Meeting more Mr Kims: CoolstuffKorea on Cheju Island
Jennifer Barclay, LKL contributor and author of Meeting Mr Kim, has landed herself a dream assignment for the Korean Tourism Organisation: tweet about Korea, travel round Korea, write about Korea on Facebook, generally do things we’d all like to be doing, and maybe earn a little bit of pocket money as well. Nice one, Jen. We’re hoping Jennifer will be doing a little piece for LKL about her travels as well.
In the meanwhile, visit her Facebook page, where she’s been uploading photos of her travels. Most recently, she’s been down in Cheju Island, getting to meet some of the famous diving women and walking the scenic coastal paths called “Olle”. While there, she also scored some UNESCO points, visiting the World Heritage accredited lava tubes. I’ve always wondered what these things look like, and now thanks to Jen I have some idea. Dark:
Manjang Cave. It was 25 degrees and humid today on Jeju, but it felt very cold as soon as I descended the steps to this spooky tunnel formed by lava when the now dormant Mount Hall erupted. As you walk a kilometre in near darkness, it opens up to cathedral heights and then closes in again...
Some more photos below. For the complete set, visit Jen’s Facebook page.
Manjang Cave. It was 25 degrees and humid today on Jeju, but it felt very cold as soon as I descended the steps to this spooky tunnel formed by lava when the now dormant Mount Hall erupted. As you walk a kilometre in near darkness, it opens up to cathedral heights and then closes in again…

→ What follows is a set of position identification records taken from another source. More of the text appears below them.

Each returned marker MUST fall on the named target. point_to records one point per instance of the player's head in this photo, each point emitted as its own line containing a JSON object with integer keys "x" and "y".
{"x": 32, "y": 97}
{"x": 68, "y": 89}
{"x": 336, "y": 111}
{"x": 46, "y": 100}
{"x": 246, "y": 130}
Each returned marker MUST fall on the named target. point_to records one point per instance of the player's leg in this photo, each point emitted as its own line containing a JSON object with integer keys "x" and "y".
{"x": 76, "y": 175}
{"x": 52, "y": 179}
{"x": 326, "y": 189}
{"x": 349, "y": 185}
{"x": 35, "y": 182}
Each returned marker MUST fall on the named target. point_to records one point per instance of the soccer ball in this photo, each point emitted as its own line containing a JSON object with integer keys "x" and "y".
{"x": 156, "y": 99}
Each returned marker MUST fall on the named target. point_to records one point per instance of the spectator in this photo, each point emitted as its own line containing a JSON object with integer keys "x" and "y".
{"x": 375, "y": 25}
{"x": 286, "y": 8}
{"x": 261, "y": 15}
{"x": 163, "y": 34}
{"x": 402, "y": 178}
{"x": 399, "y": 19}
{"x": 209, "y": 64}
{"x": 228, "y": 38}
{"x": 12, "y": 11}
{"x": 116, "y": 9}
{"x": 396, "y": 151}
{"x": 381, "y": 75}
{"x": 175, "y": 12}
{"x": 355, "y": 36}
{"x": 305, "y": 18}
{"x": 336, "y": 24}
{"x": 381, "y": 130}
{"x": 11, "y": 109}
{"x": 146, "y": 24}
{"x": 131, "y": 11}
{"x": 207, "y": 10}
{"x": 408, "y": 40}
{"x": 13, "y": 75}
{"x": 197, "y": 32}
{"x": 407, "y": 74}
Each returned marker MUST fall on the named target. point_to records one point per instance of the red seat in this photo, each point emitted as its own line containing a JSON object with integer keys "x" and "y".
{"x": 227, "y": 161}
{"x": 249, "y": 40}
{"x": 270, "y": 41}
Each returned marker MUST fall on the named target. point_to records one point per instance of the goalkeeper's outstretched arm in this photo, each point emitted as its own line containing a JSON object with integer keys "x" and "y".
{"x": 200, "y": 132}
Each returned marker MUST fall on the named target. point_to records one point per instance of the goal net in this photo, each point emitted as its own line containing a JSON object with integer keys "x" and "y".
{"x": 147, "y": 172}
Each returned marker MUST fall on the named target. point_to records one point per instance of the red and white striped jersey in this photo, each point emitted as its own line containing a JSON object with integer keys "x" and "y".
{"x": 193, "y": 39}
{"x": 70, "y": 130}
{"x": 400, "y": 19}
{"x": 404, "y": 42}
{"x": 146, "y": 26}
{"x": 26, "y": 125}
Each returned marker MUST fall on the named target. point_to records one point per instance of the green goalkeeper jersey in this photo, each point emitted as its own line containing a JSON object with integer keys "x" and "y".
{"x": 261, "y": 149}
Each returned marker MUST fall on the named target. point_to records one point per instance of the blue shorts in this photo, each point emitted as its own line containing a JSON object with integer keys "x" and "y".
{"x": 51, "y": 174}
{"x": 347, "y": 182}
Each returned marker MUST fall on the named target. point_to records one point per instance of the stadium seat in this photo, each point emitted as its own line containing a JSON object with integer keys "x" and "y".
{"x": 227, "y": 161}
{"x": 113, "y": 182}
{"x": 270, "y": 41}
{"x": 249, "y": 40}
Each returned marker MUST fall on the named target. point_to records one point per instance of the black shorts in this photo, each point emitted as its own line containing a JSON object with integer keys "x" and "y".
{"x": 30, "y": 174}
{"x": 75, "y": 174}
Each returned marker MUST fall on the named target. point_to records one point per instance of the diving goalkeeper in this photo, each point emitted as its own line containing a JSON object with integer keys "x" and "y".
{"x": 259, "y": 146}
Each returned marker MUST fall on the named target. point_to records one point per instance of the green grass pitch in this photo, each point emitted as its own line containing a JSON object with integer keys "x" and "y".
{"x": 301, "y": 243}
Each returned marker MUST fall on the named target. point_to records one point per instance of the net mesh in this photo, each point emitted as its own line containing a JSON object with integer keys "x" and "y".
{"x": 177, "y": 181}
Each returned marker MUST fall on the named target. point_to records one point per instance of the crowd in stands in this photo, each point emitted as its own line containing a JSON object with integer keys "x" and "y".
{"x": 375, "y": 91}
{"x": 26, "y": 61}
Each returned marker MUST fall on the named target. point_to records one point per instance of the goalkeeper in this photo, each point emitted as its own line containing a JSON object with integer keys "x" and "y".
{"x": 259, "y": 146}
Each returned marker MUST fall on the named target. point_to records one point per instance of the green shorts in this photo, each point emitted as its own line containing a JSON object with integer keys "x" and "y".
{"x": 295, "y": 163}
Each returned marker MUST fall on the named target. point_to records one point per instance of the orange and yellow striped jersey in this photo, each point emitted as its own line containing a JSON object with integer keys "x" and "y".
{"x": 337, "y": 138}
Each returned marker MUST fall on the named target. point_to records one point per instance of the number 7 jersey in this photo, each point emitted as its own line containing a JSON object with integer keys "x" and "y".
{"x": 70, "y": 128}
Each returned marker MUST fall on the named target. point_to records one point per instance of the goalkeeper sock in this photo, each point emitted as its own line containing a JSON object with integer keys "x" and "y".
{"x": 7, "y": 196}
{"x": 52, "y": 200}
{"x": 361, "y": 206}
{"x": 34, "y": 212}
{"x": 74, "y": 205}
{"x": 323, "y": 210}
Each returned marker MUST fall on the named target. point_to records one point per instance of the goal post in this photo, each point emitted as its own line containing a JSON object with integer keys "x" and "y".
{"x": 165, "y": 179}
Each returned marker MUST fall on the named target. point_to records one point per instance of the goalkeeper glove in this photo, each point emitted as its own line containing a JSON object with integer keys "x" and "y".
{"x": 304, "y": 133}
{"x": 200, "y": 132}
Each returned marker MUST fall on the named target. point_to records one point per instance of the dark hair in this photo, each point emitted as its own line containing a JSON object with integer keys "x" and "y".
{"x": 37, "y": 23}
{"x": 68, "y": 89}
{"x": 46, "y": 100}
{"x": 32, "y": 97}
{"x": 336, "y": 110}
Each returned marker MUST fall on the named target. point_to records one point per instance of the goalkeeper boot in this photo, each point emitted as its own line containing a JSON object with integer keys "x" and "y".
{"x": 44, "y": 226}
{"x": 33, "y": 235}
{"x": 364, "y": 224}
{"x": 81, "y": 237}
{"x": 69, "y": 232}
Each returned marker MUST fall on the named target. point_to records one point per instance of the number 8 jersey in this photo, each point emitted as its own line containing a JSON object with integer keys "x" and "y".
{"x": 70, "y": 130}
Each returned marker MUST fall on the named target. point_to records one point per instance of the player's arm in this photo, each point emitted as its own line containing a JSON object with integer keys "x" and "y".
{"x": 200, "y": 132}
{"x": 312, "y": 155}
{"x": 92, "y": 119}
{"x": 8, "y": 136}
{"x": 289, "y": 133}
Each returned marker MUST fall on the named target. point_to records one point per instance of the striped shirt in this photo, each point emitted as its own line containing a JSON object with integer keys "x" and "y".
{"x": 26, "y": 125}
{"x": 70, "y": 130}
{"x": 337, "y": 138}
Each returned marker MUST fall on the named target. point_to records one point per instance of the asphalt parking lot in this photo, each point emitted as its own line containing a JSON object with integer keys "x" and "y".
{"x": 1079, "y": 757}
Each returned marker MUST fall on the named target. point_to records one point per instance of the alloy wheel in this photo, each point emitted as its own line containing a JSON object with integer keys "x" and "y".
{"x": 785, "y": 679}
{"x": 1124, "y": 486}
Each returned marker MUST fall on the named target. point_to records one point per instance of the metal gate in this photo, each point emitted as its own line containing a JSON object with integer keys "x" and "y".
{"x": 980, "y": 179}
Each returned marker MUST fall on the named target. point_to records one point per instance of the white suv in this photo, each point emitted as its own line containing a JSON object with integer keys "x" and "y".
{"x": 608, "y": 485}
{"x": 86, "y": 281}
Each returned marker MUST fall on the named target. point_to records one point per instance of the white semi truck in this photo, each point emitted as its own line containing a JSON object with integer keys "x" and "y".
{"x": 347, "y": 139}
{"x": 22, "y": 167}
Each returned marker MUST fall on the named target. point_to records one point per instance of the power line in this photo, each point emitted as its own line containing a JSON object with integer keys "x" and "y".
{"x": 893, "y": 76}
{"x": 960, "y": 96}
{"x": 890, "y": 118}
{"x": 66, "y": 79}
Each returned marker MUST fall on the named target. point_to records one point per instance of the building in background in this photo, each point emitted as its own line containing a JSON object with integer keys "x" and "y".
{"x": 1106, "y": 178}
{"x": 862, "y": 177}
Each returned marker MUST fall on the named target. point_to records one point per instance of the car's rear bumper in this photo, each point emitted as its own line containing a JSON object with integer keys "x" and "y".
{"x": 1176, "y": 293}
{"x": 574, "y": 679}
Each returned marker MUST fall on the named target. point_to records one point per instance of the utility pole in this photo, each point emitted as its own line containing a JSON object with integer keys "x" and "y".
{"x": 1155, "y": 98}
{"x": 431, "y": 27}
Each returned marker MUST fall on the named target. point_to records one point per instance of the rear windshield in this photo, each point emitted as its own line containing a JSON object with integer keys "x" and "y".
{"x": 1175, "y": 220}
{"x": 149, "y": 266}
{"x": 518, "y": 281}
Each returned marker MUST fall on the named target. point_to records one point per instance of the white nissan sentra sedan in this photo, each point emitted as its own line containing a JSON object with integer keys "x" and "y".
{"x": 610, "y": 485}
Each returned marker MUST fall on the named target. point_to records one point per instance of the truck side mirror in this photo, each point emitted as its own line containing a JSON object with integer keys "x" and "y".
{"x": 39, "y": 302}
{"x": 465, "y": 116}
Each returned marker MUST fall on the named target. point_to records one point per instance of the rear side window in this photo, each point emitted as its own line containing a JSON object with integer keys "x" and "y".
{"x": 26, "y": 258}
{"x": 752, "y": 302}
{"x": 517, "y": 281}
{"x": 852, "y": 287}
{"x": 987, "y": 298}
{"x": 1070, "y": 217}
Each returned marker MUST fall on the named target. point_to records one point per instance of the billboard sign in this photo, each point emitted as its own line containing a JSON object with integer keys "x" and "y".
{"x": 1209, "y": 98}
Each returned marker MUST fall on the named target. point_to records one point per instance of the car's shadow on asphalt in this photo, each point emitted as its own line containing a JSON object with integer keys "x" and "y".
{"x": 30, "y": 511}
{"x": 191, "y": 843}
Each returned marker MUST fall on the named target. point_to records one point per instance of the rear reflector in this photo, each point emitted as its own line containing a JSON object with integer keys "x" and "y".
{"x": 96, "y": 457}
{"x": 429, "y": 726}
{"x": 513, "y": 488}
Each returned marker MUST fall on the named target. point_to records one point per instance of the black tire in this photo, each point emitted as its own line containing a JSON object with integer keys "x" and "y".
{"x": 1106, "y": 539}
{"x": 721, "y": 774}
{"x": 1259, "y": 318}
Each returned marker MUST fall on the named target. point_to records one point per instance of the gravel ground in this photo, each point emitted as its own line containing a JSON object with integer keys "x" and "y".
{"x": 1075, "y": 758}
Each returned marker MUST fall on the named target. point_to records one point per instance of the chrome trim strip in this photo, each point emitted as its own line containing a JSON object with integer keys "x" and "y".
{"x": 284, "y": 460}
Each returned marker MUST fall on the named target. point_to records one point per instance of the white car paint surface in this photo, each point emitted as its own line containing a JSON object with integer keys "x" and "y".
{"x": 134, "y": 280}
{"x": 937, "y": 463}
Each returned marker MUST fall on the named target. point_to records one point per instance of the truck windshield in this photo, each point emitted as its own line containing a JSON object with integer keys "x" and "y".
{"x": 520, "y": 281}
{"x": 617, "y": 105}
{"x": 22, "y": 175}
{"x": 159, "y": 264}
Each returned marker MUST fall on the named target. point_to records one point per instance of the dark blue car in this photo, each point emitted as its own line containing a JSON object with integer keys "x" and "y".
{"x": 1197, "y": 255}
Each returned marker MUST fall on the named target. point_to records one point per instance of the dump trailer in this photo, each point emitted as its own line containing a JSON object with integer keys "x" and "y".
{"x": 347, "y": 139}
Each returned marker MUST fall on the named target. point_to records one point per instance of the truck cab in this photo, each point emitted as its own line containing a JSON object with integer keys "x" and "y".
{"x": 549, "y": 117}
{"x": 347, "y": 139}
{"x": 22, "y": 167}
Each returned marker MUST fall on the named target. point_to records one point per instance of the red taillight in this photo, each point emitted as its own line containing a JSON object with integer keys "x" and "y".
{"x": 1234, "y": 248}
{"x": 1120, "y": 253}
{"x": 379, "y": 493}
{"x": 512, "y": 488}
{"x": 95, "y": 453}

Off the rocks, women divers, like a group of seals… The gourds they use as buoys hold the nets of fish, shellfish and octopus – whatever they find to catch – and also provide a quick rest before they dive down again. Women have learned to dive this way in Jeju for centuries.
Black sand beach where women dive, below the famous Seongsan Sunrise Peak, where people go on New Year’s Day. Today the Chinese tourists beat me to the peak.
Go In-ho, the eldest in this community, has been diving for 70 years. She started when she was 15 – yes, she’s 85! I asked if she planned to keep diving. Yes, if she doesn’t get sick, she’ll keep diving.
Volcanic rocks at the water’s edge make for dramatic scenery and a lovely place to sit and contemplate the offshore islands. That water was just too lovely – I had to go back in for another swim!